いや、家という表現より屋敷と言った方がぴったりな大きさだった。
「着いたぞ。」
「まさか、カーラ先生はこんな大きな屋敷で1人暮らしですか?」
「そんな訳ないだろう。私の世話をするやつらがいっぱい居るからこんな大きさになってるんだ。」
「リアルお姫様か……」
ビキニアーマーを普段から着ている露出狂のカーラ先生と王女様というものが理解はしていても、どうしてもイメージが結びつかないんだよな。
「馬鹿にしてるのか?」
「いえ……カーラ先生も普通の服を着れば王女様みたいなのになと思いまして。」
「やっぱり馬鹿にしてるじゃないか……、まあいい。入るぞ。」
屋敷の敷地には何人もの完全武装した騎士?が待機していた。
これは確かに学生寮とは比べものにならないレベルで安全だな。
多少は家の周辺を巡回する人はいるのかと予想はしていたが、警備レベルはそんなレベルでは無かった。

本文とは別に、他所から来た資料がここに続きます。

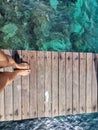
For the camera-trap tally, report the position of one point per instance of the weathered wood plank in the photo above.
(25, 90)
(94, 83)
(89, 83)
(48, 79)
(62, 83)
(55, 83)
(1, 103)
(82, 82)
(33, 87)
(75, 83)
(40, 83)
(68, 83)
(8, 101)
(17, 95)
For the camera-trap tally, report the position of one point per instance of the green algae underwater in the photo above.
(49, 25)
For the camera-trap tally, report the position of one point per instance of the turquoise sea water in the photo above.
(71, 122)
(54, 25)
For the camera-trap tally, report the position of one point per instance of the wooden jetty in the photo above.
(59, 84)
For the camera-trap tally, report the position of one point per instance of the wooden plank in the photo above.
(25, 89)
(61, 83)
(8, 96)
(68, 83)
(40, 83)
(82, 82)
(1, 103)
(55, 84)
(89, 83)
(33, 87)
(75, 83)
(48, 84)
(17, 95)
(94, 83)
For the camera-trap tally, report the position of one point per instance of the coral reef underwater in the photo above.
(49, 25)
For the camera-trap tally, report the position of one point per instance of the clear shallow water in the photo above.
(70, 122)
(54, 25)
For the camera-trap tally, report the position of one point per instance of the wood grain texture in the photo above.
(68, 83)
(55, 84)
(8, 100)
(40, 84)
(25, 90)
(48, 81)
(62, 83)
(82, 76)
(17, 95)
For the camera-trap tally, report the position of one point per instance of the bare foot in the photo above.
(24, 72)
(23, 66)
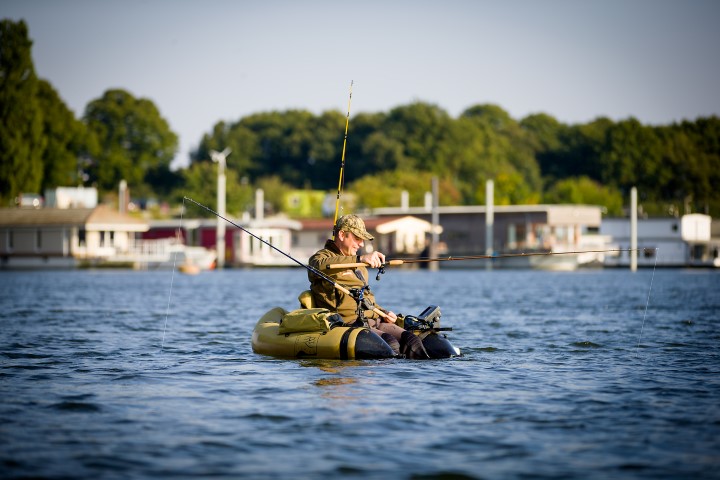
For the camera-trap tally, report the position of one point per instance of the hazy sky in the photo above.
(209, 60)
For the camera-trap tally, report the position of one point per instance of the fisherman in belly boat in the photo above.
(338, 317)
(349, 236)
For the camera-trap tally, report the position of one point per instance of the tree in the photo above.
(21, 118)
(136, 141)
(65, 137)
(199, 182)
(583, 190)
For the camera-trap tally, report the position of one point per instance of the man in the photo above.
(349, 236)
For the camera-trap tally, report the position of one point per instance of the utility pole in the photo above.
(219, 158)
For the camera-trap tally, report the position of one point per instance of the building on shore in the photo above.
(686, 241)
(551, 229)
(65, 237)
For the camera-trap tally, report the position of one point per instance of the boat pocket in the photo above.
(305, 320)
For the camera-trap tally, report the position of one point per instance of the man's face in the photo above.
(349, 243)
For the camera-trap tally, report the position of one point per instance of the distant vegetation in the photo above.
(534, 160)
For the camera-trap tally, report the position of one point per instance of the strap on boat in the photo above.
(344, 340)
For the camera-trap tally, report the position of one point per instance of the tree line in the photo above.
(537, 159)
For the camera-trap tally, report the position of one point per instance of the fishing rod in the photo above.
(357, 294)
(341, 180)
(401, 261)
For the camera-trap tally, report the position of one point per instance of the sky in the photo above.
(206, 61)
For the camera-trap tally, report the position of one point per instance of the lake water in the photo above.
(589, 374)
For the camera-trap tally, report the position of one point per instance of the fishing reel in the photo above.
(381, 270)
(429, 319)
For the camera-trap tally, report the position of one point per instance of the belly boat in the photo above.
(308, 333)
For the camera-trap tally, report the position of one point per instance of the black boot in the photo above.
(411, 346)
(390, 340)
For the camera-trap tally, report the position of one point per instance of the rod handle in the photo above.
(334, 266)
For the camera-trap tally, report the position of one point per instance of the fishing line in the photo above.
(647, 303)
(341, 180)
(172, 277)
(306, 267)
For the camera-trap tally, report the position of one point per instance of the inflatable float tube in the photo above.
(306, 333)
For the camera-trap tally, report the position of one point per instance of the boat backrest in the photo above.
(306, 299)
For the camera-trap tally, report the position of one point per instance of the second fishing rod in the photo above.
(358, 295)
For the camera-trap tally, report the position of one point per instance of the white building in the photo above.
(54, 237)
(664, 242)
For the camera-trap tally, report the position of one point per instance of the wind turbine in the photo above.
(220, 158)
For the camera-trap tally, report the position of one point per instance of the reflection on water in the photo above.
(556, 379)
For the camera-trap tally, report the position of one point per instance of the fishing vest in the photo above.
(325, 295)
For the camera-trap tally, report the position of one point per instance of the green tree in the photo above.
(583, 190)
(65, 137)
(21, 118)
(136, 143)
(199, 182)
(385, 189)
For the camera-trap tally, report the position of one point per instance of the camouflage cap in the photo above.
(354, 224)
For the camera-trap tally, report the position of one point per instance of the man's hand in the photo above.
(375, 259)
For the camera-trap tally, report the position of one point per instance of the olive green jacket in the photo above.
(325, 295)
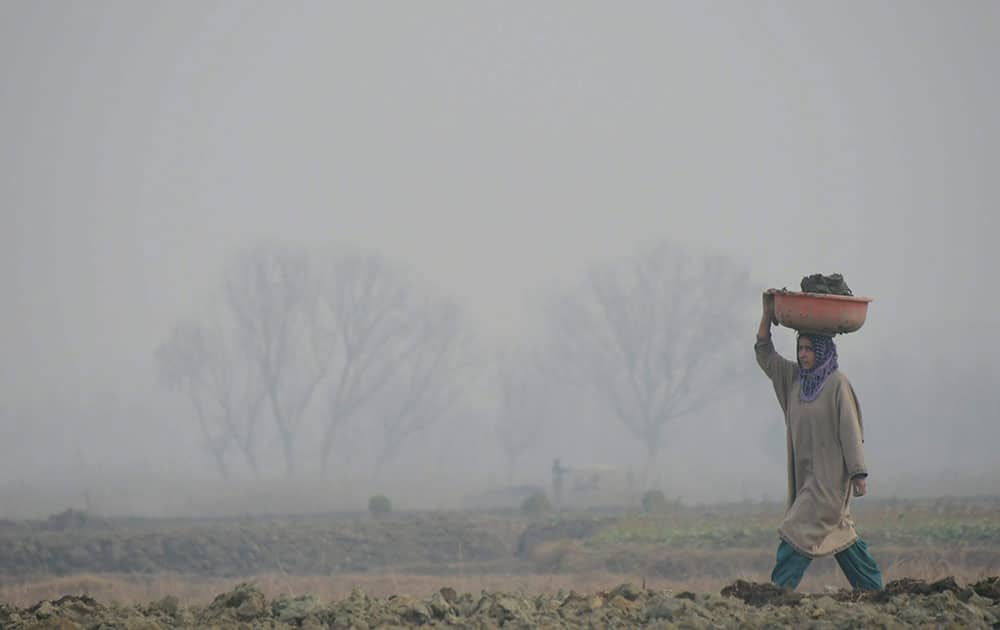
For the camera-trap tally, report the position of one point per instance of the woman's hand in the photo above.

屋敷内に入ると複数のリアルメイドとリアル執事のマギリさんがお出迎えしてくれた。
そしてメイド達はてきぱきとカーラ先生の武器を回収したと思ったら、先生も奥の部屋に連れてかれてしまった。
「レイさん、お久しぶりです。」
「マギリさん今日からよろしくお願いします。」
「はい。レイさんは我々がしっかりと警護させてもらいます。」
久しぶりにあったマギリさんと少し話していると、普通の女性服を着てきたカーラ先生が戻ってきた。
「先生、普段着を着ているなんてレアですね。」
「これも大分慣れはしたが、学校ほど気は休まらないからやめて欲しいんだがな。」
「僕としては大人の女性っぽいので良いと思いますよ。」
「生徒にそう言われると恥ずかしいな……。」
いや、ほとんどの人がそう思っていても、怖くて言えないだけじゃないだろうか?